I had a great conversation the other day with a good creative friend of mine. This person is a songwriter, and music is a passion – I should say a fairly prominent and driving passion in this person’s life. As with all creative folks from time to time, my dear friend is currently struggling with a writer’s block, a long and seemingly endless drought of inspiration, and is, as you can imagine, feeling sad and (just a little) frustrated.
I am sure this sounds familiar to many of you, as no matter what those passionate endeavours are that we pursue to keep us sane, there are always times when the inspiration just doesn’t flow. When our ideas are tapped and we feel like we’ve lost it. When we are blank. I know it is true for me, as there are times when the only thing I can do is precisely what I advised my dearest pal to do: get out and live.
It is life and living it to the best of our abilities that fill us up. I’d love to hear what you guys do to fuel up after a drought, as I’m always game to hear new ideas! And with that we are off on an adventure — our family is ducking out for the weekend to Oregon, where we’ll be hitting Portland for a few days followed by a visit to the coast and the beach. It’ll be short, but sometimes that’s all it takes. Looking forward to absorbing all this time has to offer.
Here is a simple yet delicious salad combo from our epic shared meal last week. Warning: it seems like the type of salad anyone could make, and it is. It just happens to be completely delicious too! Especially if you are a dill fan 🙂
Grated Beet, Fresh Dill & Feta Salad:
(1) head red leaf lettuce, washed and torn (or 2 giant handfuls of spring greens)
(1) beet, peeled & grated
(1/2) cup fresh dill, chopped
(1/2) cup pumpkin seeds, toasted
(1/2) cup feta cheese, cubed or crumbled
(1/2-1) cup cherry tomatoes, washed & halved
(1) recipe balsamic dressing
Balsamic Crema Dressing:
(1/4) cup olive oil
(1/4) cup balsamic crema
(1) tsp salt
(1) tbsp fresh dill, minced
black pepper as desired
First, toast pumpkin seeds for 5 minutes in a pre-heated cast iron pan or in the oven at 350 degrees until fragrant and turning brown (they will start to pop and that is when they are done). Remove the seeds to a bowl to cool while you prepare the rest of the salad.
In a salad bowl, tear the lettuce into bite-sized pieces and toss it all in.

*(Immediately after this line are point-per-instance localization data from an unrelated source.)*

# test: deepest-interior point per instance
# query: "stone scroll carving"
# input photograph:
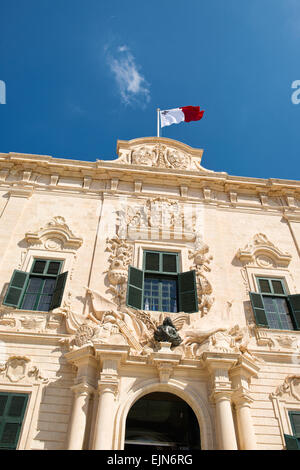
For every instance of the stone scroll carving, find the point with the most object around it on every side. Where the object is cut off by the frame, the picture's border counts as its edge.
(263, 253)
(120, 258)
(200, 263)
(290, 388)
(158, 217)
(55, 235)
(18, 369)
(160, 153)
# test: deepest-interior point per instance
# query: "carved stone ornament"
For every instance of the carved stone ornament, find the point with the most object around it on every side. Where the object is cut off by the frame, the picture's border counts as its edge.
(200, 264)
(289, 389)
(197, 340)
(167, 218)
(120, 258)
(16, 369)
(263, 253)
(167, 332)
(55, 235)
(160, 153)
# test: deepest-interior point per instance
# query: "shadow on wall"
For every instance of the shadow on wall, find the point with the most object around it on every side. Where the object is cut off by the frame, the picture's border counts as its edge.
(55, 408)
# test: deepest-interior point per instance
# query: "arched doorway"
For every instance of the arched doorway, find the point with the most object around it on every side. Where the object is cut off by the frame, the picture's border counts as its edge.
(159, 421)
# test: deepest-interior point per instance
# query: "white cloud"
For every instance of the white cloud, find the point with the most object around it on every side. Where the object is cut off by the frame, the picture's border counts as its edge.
(132, 86)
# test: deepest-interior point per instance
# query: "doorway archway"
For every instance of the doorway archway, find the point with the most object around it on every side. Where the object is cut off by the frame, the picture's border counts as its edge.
(161, 421)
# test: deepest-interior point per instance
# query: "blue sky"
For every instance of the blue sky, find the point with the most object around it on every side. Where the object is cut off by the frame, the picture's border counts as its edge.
(81, 74)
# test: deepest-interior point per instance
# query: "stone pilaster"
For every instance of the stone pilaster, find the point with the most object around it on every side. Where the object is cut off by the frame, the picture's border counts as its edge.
(108, 387)
(240, 375)
(82, 393)
(84, 360)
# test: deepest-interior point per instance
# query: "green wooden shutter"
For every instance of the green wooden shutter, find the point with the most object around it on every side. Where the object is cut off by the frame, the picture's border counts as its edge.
(291, 442)
(16, 288)
(258, 309)
(187, 292)
(58, 290)
(135, 288)
(294, 303)
(12, 410)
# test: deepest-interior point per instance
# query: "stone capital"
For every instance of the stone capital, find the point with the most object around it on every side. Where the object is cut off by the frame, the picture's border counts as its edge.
(82, 388)
(108, 383)
(241, 397)
(221, 394)
(242, 372)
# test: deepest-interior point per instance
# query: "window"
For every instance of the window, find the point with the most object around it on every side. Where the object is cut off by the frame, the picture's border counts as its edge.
(293, 442)
(12, 410)
(160, 286)
(273, 308)
(40, 289)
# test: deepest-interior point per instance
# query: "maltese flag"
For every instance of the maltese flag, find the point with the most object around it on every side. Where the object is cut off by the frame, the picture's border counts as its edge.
(177, 115)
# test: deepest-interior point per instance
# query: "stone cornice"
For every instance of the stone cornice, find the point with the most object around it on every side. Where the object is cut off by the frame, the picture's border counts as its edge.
(110, 168)
(25, 174)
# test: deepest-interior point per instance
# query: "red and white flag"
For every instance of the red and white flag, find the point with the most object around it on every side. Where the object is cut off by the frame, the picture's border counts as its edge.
(177, 115)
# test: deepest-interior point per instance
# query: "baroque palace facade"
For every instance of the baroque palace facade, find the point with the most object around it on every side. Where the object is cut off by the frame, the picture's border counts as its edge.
(147, 303)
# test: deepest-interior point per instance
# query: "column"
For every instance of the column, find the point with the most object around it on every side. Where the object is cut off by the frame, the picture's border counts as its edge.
(246, 433)
(9, 220)
(110, 358)
(103, 437)
(218, 365)
(82, 393)
(224, 420)
(85, 382)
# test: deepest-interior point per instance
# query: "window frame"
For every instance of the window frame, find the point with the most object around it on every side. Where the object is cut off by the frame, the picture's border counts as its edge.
(44, 277)
(9, 419)
(187, 298)
(295, 434)
(160, 275)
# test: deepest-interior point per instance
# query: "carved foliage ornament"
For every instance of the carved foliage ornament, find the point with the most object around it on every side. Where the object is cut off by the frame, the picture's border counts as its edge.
(289, 389)
(162, 215)
(200, 263)
(55, 235)
(17, 369)
(160, 153)
(263, 253)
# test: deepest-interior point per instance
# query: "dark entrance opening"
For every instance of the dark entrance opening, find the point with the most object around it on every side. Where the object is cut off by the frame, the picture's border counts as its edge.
(161, 421)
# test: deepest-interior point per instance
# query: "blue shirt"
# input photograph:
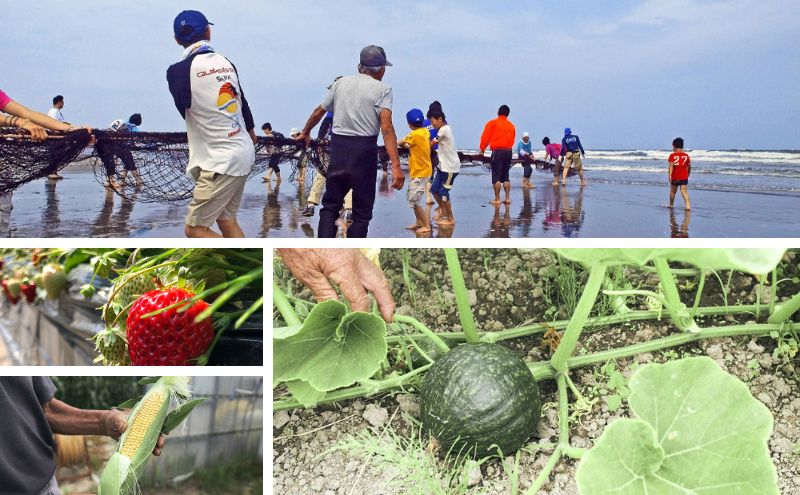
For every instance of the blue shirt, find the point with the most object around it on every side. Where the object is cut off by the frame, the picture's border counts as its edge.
(433, 132)
(523, 146)
(571, 142)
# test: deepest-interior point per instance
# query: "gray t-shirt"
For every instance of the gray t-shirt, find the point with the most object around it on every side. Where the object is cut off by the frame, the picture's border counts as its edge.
(26, 441)
(356, 102)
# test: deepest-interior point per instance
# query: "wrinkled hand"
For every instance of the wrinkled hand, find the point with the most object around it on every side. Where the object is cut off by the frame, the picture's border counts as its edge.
(348, 269)
(116, 422)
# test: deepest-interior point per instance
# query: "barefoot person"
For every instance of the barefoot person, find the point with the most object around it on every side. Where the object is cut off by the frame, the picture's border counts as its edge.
(572, 151)
(499, 135)
(552, 151)
(680, 166)
(419, 168)
(14, 114)
(110, 152)
(219, 127)
(525, 153)
(362, 107)
(55, 114)
(318, 184)
(273, 165)
(449, 166)
(31, 415)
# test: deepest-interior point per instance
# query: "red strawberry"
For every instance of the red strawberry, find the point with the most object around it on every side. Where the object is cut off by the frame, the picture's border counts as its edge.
(169, 338)
(9, 296)
(29, 291)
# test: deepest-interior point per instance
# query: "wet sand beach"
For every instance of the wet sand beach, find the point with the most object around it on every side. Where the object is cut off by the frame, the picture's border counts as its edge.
(79, 207)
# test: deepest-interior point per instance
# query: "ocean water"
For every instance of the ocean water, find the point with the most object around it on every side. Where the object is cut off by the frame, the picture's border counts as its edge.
(776, 172)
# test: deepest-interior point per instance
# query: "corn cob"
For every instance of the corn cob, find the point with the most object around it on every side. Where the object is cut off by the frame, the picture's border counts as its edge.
(145, 424)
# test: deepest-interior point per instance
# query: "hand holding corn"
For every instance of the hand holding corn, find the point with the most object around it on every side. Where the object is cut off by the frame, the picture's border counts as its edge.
(116, 423)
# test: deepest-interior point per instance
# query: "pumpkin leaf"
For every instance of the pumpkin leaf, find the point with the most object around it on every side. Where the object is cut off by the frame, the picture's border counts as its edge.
(304, 393)
(699, 431)
(760, 260)
(332, 349)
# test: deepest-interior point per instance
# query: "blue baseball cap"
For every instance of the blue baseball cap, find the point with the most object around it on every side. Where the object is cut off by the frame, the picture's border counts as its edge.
(373, 56)
(415, 116)
(189, 25)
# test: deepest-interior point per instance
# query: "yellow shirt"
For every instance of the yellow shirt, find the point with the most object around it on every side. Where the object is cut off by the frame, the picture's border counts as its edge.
(419, 160)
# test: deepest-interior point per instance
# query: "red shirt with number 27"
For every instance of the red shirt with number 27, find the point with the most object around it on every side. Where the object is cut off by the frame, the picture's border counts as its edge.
(680, 162)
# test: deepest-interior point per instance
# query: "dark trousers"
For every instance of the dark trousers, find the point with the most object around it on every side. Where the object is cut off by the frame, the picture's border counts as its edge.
(527, 166)
(501, 165)
(354, 165)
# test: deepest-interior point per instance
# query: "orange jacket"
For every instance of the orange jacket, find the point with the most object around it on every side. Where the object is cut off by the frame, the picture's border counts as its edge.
(498, 133)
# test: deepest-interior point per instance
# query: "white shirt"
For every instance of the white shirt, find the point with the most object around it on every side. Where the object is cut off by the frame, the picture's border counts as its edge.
(215, 128)
(55, 113)
(356, 102)
(448, 156)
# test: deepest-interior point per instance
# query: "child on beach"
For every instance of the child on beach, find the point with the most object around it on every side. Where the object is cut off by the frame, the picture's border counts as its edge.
(447, 171)
(419, 167)
(552, 151)
(680, 166)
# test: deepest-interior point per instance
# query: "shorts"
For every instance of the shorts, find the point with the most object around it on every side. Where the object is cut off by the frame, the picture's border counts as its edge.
(434, 163)
(216, 197)
(501, 165)
(573, 160)
(416, 191)
(442, 183)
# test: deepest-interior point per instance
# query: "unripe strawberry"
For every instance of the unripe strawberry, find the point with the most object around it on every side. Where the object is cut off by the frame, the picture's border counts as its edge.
(111, 348)
(54, 280)
(130, 291)
(29, 291)
(11, 298)
(170, 338)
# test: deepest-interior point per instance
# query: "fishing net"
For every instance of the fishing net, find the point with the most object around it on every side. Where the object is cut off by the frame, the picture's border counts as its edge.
(476, 159)
(151, 167)
(146, 166)
(23, 160)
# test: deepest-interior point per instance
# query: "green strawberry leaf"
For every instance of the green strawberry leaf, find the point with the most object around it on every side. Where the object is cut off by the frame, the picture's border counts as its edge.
(304, 393)
(761, 260)
(699, 431)
(332, 349)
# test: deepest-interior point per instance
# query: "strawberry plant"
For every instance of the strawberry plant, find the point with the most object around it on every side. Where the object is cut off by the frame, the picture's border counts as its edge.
(159, 306)
(676, 437)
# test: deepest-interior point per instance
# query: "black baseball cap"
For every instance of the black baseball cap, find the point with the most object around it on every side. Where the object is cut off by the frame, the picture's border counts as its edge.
(374, 56)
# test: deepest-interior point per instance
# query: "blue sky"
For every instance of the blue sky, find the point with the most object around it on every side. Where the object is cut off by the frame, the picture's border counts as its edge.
(623, 74)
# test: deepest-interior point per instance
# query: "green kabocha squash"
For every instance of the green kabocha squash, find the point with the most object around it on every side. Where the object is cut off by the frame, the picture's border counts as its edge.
(479, 397)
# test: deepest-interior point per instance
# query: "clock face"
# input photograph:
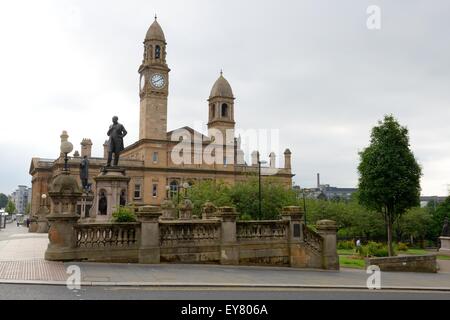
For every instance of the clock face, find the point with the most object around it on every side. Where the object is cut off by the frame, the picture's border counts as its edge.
(157, 80)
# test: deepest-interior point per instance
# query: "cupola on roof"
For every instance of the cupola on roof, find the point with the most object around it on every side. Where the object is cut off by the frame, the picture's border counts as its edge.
(221, 88)
(155, 32)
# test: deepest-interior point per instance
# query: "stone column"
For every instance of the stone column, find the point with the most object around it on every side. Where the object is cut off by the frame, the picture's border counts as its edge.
(169, 211)
(149, 249)
(111, 181)
(185, 208)
(328, 230)
(294, 216)
(445, 245)
(64, 193)
(229, 248)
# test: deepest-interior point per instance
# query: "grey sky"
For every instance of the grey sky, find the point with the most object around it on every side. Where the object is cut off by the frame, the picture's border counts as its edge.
(309, 68)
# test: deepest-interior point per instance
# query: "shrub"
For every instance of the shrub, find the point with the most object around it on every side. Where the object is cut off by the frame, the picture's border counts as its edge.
(124, 214)
(346, 245)
(374, 249)
(401, 246)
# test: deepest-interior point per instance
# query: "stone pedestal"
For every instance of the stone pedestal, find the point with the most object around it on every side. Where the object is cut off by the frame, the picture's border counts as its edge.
(328, 230)
(209, 211)
(229, 247)
(445, 245)
(168, 209)
(64, 194)
(149, 249)
(110, 186)
(294, 216)
(185, 209)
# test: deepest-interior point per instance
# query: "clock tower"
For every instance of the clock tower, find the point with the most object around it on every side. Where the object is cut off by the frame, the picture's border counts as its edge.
(154, 85)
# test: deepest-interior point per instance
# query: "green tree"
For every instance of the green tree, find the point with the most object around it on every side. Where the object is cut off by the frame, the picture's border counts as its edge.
(3, 200)
(389, 175)
(10, 207)
(414, 224)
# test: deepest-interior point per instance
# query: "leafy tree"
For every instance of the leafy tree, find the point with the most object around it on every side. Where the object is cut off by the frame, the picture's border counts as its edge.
(10, 207)
(3, 200)
(414, 224)
(389, 175)
(442, 211)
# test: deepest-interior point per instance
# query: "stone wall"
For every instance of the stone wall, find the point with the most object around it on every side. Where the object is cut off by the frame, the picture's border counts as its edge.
(220, 239)
(425, 263)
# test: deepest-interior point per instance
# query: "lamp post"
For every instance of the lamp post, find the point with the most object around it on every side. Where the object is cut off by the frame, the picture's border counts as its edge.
(259, 185)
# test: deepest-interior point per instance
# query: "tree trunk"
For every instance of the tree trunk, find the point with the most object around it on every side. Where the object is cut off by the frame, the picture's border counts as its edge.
(389, 230)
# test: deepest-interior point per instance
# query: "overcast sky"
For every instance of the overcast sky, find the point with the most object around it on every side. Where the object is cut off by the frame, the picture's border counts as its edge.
(311, 69)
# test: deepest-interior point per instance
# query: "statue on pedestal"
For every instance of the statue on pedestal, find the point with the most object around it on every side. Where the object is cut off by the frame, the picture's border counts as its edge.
(445, 229)
(116, 134)
(84, 173)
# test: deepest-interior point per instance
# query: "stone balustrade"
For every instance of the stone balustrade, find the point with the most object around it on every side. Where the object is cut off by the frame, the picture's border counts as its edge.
(262, 230)
(119, 235)
(173, 233)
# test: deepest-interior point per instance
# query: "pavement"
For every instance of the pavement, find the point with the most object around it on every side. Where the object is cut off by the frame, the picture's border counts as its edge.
(21, 262)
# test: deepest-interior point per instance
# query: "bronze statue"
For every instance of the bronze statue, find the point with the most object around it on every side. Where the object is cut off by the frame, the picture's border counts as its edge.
(116, 134)
(84, 173)
(446, 229)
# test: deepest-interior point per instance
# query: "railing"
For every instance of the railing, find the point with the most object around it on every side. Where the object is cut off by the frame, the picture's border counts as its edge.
(117, 235)
(261, 230)
(176, 233)
(312, 239)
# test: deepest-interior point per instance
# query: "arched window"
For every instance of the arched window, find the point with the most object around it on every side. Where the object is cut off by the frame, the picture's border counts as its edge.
(224, 110)
(157, 52)
(213, 111)
(173, 188)
(103, 204)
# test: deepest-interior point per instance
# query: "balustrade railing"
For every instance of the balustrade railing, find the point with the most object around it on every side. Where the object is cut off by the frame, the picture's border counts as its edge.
(120, 235)
(261, 230)
(175, 233)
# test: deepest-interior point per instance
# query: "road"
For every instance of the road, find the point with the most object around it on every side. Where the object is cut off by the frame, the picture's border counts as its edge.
(47, 292)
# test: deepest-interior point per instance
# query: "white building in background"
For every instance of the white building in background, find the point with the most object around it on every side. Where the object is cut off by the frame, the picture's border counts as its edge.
(21, 197)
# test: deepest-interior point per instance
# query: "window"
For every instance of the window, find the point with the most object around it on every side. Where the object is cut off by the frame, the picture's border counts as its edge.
(137, 191)
(173, 189)
(224, 110)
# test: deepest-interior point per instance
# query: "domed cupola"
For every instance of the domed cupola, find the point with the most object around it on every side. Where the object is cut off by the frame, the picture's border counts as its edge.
(221, 88)
(221, 110)
(155, 32)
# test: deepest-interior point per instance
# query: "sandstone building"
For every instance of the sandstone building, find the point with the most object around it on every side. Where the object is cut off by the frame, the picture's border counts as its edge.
(149, 162)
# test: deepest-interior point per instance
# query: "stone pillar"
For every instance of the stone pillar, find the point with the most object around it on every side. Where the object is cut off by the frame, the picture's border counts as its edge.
(328, 230)
(86, 148)
(185, 208)
(111, 182)
(272, 158)
(209, 210)
(229, 248)
(149, 249)
(287, 159)
(169, 211)
(105, 150)
(445, 245)
(64, 193)
(294, 216)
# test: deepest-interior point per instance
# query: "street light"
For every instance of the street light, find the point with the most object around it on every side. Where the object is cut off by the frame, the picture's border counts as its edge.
(259, 185)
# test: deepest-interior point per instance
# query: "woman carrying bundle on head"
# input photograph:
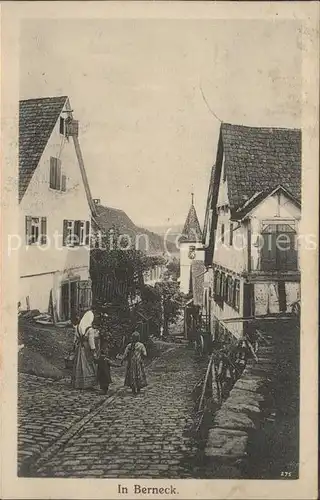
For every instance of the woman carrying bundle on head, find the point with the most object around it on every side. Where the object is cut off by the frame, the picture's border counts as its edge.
(84, 372)
(135, 377)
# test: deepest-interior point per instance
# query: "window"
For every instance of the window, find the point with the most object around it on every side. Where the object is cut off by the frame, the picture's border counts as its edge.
(62, 126)
(231, 234)
(217, 284)
(279, 252)
(36, 230)
(76, 232)
(224, 172)
(55, 173)
(63, 183)
(237, 295)
(222, 233)
(230, 286)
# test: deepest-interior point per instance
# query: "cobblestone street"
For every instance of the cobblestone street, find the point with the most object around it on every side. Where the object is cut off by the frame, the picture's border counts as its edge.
(86, 435)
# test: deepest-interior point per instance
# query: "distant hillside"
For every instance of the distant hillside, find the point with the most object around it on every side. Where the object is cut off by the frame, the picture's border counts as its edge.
(172, 234)
(141, 238)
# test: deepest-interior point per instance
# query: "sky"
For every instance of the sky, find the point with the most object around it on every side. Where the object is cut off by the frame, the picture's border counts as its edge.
(147, 136)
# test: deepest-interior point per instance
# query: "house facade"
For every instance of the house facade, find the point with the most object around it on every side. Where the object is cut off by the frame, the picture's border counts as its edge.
(55, 210)
(191, 248)
(252, 226)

Layer the salad with the grated beets, dill, cherry tomatoes & feta. Whisk the dressing ingredients together in a small bowl – this will be a wonderfully thick mixture from the use of balsamic crema – I highly recommend sourcing this as it is wonderful in this recipe (the small squeezy bottles of thick reduced balsamic – about 7-8$ in most stores). If you use balsamic vinegar instead, I suggest a tbsp of sugar or so to thicken and sweeten the dressing.
Sprinkle the salad with the pumpkin seeds once they are cool, reserving a few to use as a garnish. Just before serving, toss the salad with the dressing a separate mixing bowl to well coat the entire mixture. Transfer back to the serving bowl or serve on individual plates. Top with a little reserved dill and the pumpkin seeds and enjoy.
This recipe will serve 4-6 hungry folks depending on what else it is served with. We enjoyed it with the corn salad from the last post and a hearty veggie-loaded frittata. With amazing bread too of course 🙂 I am sure this would be just as epic with some of that tofu feta I’ve seen around the blog world and have yet to try. All you adventurous vegan friends of mine I’d love to hear if you try it that way!